- Promotional release poster
- Genre: Heist Drama
- Written by: Diego Muñoz
- Screenplay by: Juan Andrés Rivera; Luis Pérez García; Valeria Hofmann;
- Directed by: Julio Jorquera Arriagada; Fernando Guzzoni; Pepa San Martín;
- Starring: Nicolás Contreras; Francisca Armstrong; Pablo Macaya; Carmen Zabala; Lukas Vergara;
- Composers: Miguel Miranda; José Miguel Tobar;
- Country of origin: Chile
- Original language: Spanish
- No. of seasons: 2
- No. of episodes: 16

Production
- Producers: Ángela Poblete; Carolina Carter; Juan de Dios Larraín; Pablo Larraín; Tomás González;
- Cinematography: Arnaldo Rodríguez; M.I. Littin-Menz; Mauro Veloso;
- Editors: Javier Estévez; Alvaro Solar; Diego Macho Gómez; Adela Altamirano;
- Camera setup: Multi-camera
- Running time: 34–43 min
- Production company: Fabula

Original release
- Network: Netflix
- Release: January 31, 2024 – present

= Baby Bandito =

Baby Bandito is a Chilean heist drama television series directed by Julio Jorquera Arriagada, Fernando Guzzoni and Pepa San Martín and written by Diego Muñoz with the screenplay and dialogues were co-written by Juan Andrés Rivera, Luis Pérez García and Valeria Hofmann.
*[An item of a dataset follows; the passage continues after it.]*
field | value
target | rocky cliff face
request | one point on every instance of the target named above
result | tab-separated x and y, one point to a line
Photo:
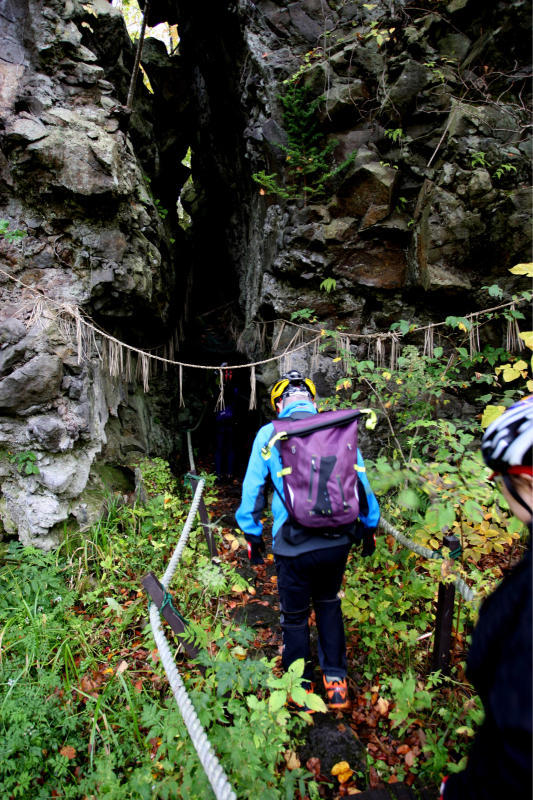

Produced by Fabula, and stars Nicolás Contreras, Francisca Armstrong, Pablo Macaya, Carmen Zabala and Lukas Vergara. The series premiered on Netflix on January 31, 2024. Season 2 premiered on October 22, 2025.

== Cast ==
- Nicolás Contreras as Kevin
- Francisca Armstrong as Génesis
- Pablo Macaya as Pantera
- Carmen Zabala as Mistica
- Lukas Vergara as Panda
- Mario Horton as Galgo
- Mauricio Pesutic as El Carnicero
- Daniel Muñoz as Pedro
- Marcelo Alonso as Ruso
- Mariana Loyola as Ana
- Francisca Imboden as Fiscal Soraya
- Ricardo Fernández as Comisario Bozo
- Amparo Noguera as Natalia
- Vesta Lugg as Ludovica
- Diego Muñoz as Rambo
- Antonia Zegers as Paloma
- Florencia Berner as America
- Simon Pesutic as Alex
- Gabriel Urzua as Gustavo

== Production ==
In June 2023, The series was announced on Netflix. The filming took place in Chile and Italy. The trailer of the series was released on December 13, 2023.

== Reception ==
Melissa Camacho of Common Sense Media rated the series 3 stars out of 5. Joel Keller of Decider reviewed the series.